Eddie Abittan avait été condamné en septembre 2108 par contumace en France à six ans de prison et 2 millions d'euros d'amende.

Capture d\'écran d\'un extrait de l\'émission israélienne \"Masterchef\", le 22 septembre 2019.
Capture d'écran d'un extrait de l'émission israélienne "Masterchef", le 22 septembre 2019. (MASTERCHEF)

L'un des principaux protagonistes de l'escroquerie à la TVA sur le marché du CO2 en France, qui a coûté 1,6 milliard d'euros au fisc, a été repéré en Israël après son apparition dans une émission de téléréalité culinaire. Eddie Abittan, condamné en septembre 2108 par contumace en France à six ans de prison et 2 millions d'euros d'amende, est passé à la télévision israélienne afin de soutenir son épouse, vainqueure de l'émission "MasterChef", dimanche 22 septembre.
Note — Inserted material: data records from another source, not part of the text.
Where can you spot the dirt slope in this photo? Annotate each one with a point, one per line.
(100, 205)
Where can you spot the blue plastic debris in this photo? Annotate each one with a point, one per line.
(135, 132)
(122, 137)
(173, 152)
On le voit clairement dire à sa femme "Ça sent bon chérie" en français, entouré de sa belle-mère et d'autres membres de la famille. A partir de cet extrait de l'émission de téléréalité, la journaliste franco-israélienne Emmanuelle Elbaz-Phelps, qui avait longuement enquêté en 2017 sur l'affaire pour le compte de la chaine publique Kan 11, a reconnu Abittan. "Il n'a jamais été interviewé, c'est sa première apparition publique", a-t-elle expliqué à l'AFP.

A priori pas de demande d'extradition

Contacté par l'agence de presse, Yaron London, l'avocat israélien d'Eddie Abittan, a affirmé que son client "était un homme d'affaires légitime en Israël". "Je souhaite qu'il soit innocenté en France", a-t-il ajouté. Interrogé sur une éventuelle demande d'extradition de la justice française, l'avocat a assuré ne pas être au courant d'une telle procédure.

"L'escroquerie du siècle", ainsi que l'ont qualifiée les médias, qui s'est déroulée sur le marché des quotas d'émissions de CO2 en 2008-2009, consistait à acheter des droits à polluer hors taxe dans un pays européen, avant de les revendre en France à un prix incluant la TVA, puis d'investir le total dans une nouvelle opération. La TVA n'était jamais reversée à l'Etat.